L’inflation en zone euro reviendrait sous 1% à l’automne prochain. La BCE poursuivra, dans ces conditions, l’assouplissement de sa politique monétaire. Avec la disparition de tout souci sur le plan de la stabilité des prix et avec une conjoncture plus dégradée qu’en 2002-2003, le taux refi serait ramené en deçà de 1,5% d’ici à la mi-2009. De la même manière, la Banque d’Angleterre, après une diminution de son taux phare de 150 points de base en novembre, continuera à mener une politique agressive pour ramener rapidement son « base rate » sous les 2%. x
La récession, qui touche les grands pays de l’OCDE, n’est pas allée sans répercussion sur les pays émergents, compte tenu de ses conséquences sur les débouchés, mais aussi en raison des effets de la crise financière. Le débouclage des positions de carry trade, les rapatriements de capitaux ont fragilisé les pays endettés en devises étrangères, notamment ceux qui présentaient un déficit de leurs paiements courants. Les difficultés de refinancement ont amené certains à faire appel au FMI, les chutes des prix d’actifs et des cours des matières premières n’ont rien arrangé.
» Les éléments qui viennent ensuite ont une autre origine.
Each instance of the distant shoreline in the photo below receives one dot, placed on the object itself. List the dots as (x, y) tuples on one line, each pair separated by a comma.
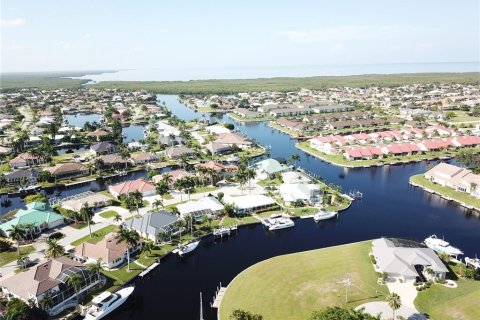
[(56, 80)]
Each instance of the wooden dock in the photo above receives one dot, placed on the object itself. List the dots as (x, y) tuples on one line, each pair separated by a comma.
[(218, 297), (146, 271)]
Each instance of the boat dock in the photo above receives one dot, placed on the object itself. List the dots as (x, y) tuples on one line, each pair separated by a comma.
[(146, 271), (218, 296)]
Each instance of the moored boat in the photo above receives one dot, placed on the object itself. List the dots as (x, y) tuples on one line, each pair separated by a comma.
[(324, 215), (187, 248), (106, 302), (442, 246), (277, 222)]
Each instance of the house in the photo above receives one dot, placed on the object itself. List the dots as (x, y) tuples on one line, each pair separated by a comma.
[(406, 260), (51, 278), (174, 176), (103, 147), (306, 192), (143, 157), (146, 188), (250, 203), (152, 223), (198, 209), (233, 139), (218, 148), (25, 160), (68, 170), (113, 160), (177, 152), (40, 214), (28, 176), (269, 167), (460, 179), (109, 251)]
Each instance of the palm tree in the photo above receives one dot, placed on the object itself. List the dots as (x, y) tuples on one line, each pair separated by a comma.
[(17, 232), (54, 249), (75, 280), (148, 247), (158, 203), (117, 218), (46, 301), (86, 213), (95, 268), (295, 157), (394, 302), (131, 238), (250, 174)]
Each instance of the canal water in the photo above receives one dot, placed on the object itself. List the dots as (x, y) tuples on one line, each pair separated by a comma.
[(391, 207)]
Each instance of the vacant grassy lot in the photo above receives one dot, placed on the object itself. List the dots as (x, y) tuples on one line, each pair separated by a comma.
[(294, 285), (96, 236), (446, 191), (445, 303), (9, 256)]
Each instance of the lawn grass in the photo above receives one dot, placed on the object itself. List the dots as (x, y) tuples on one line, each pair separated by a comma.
[(461, 303), (96, 236), (446, 191), (9, 256), (108, 214), (292, 286)]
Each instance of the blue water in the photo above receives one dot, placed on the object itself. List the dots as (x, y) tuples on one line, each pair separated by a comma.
[(185, 74)]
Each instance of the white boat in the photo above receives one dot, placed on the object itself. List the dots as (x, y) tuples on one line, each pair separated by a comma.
[(278, 222), (442, 246), (187, 248), (474, 262), (106, 302), (324, 215)]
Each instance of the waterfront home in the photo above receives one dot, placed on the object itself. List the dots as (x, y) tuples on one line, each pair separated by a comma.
[(143, 157), (40, 214), (174, 176), (151, 224), (250, 203), (405, 260), (177, 152), (146, 188), (103, 147), (68, 170), (201, 208), (27, 176), (50, 278), (216, 148), (93, 200), (459, 179), (25, 160), (109, 251), (113, 161), (305, 192), (245, 113), (233, 139), (269, 167)]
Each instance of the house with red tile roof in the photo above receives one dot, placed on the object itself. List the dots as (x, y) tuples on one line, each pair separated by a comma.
[(146, 188)]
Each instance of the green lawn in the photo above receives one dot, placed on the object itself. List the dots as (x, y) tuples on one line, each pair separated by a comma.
[(7, 257), (446, 303), (446, 191), (96, 236), (108, 214), (292, 286)]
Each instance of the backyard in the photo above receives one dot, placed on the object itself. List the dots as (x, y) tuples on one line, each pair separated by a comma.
[(292, 286)]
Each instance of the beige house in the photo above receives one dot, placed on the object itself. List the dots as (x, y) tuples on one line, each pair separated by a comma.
[(457, 178)]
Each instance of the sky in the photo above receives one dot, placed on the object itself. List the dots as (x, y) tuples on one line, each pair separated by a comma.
[(60, 35)]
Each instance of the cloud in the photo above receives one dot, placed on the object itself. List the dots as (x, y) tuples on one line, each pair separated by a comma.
[(343, 33), (13, 22), (64, 45)]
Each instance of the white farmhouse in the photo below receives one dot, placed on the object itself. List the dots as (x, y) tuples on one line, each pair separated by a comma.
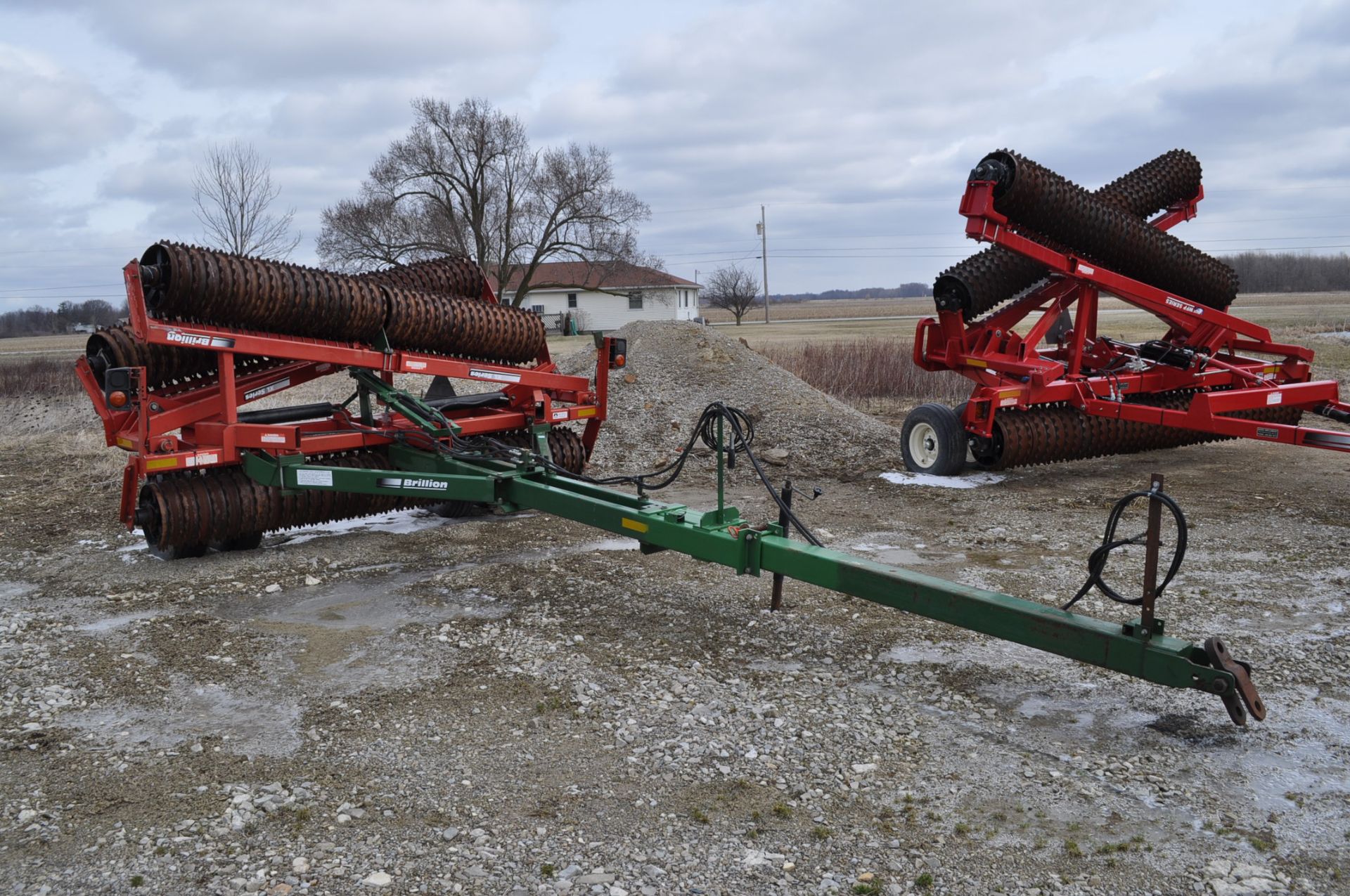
[(593, 297)]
Le FMI a été conduit, en un mois, à réviser ses perspectives pour la croissance des émergents en 2009 de 6,1% début octobre à 5,1 début novembre, la croissance mondiale étant, pour sa part, revue en baisse de 3% à 2,2% sous l’hypothèse d’une contraction de l’activité de 0,3% dans les pays avancés, chiffre qui nous paraît à ce jour encore trop optimiste.
Après trois baisses de taux, la Chine vient d’annoncer le lancement d’un plan de soutien budgétaire qui devrait dépasser les trois points de PIB en 2009 et 2010. Ce n’est, semble–t-il, qu’à ce prix que la Chine pourra maintenir une croissance proche des 8% (12,5% en 2007), rythme de progression du PIB censé assurer l’absorption de la hausse des disponibilités en main- d’œuvre.